Comprising nearly 40 artfully made everyday objects, this unusual exhibition cuts across traditional geography, chronology, and object-type divisions. Like a picture frame, the handle is both part of and separate from the work of art. However mundane it might seem at first glance, the handle connects us to the inanimate world of objects. Handles enhance our abilities and accommodate our disabilities. With them, we leverage the weight of our bodies against the weight of the world.
“Handle with Care offers a fascinating cross-section of the Cantor’s eclectic collection, presenting objects from antiquity to the early 20th century, including Greek drinking cups, a Mughal shield, a Chinese hand mirror, and a miniature cane – topped with a horse leg handle – given to a 2-year-old Leland Stanford Jr.,” said Veronica Roberts, the John and Jill Freidenrich Director of the Cantor. “It is the kind of exhibition that perfectly suits the university art museum’s role as a catalyst for academic inquiry, bringing together diverse disciplines to spark meaningful conversations across the fields of art, design, archaeology, engineering, disability studies, and beyond.”
Different sections of the exhibition explore how the handle orients us to our surroundings, putting us in touch with the sensations of position, movement, and force; how the handle and a spout in different types of vessels form a circuit-like system that channels the flow; and how broken or otherwise unusable handles compel a new reckoning with an object.
The exhibition includes a touch table where visitors can explore firsthand the handle’s role in shaping our physical and psychological engagement with the material world by holding a vessel, a stereoscope, and a drinking cup, each with unusual handles that affect the nature of the object.

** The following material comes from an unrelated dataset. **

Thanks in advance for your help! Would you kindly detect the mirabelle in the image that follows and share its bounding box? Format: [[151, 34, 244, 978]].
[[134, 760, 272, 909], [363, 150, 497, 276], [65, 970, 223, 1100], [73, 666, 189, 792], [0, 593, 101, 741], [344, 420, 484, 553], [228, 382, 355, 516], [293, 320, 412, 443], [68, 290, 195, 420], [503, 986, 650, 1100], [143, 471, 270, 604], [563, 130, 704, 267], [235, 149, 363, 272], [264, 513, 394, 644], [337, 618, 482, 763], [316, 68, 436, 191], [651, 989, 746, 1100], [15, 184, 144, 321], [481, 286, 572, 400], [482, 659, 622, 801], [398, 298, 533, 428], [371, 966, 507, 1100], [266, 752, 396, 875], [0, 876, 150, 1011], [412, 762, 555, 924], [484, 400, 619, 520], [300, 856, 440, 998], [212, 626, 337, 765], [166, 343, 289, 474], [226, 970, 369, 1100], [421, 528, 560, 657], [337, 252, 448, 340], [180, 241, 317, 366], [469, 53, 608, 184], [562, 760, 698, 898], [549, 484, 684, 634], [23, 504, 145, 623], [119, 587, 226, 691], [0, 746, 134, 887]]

“Handles are good to think with,” adds Crowley. “On one hand, the handle raises deep philosophical questions about the aesthetic autonomy of the work of art. On the other, it’s a supremely functional design element that cuts to the core of what it means to be human. As museum professionals, we have to unlearn our basic instinct to grasp an object by its handles since these projecting elements are the weakest points that can easily break. My hope is that this exhibition has something for everyone – that it hits the sweet spot between theory and practice.”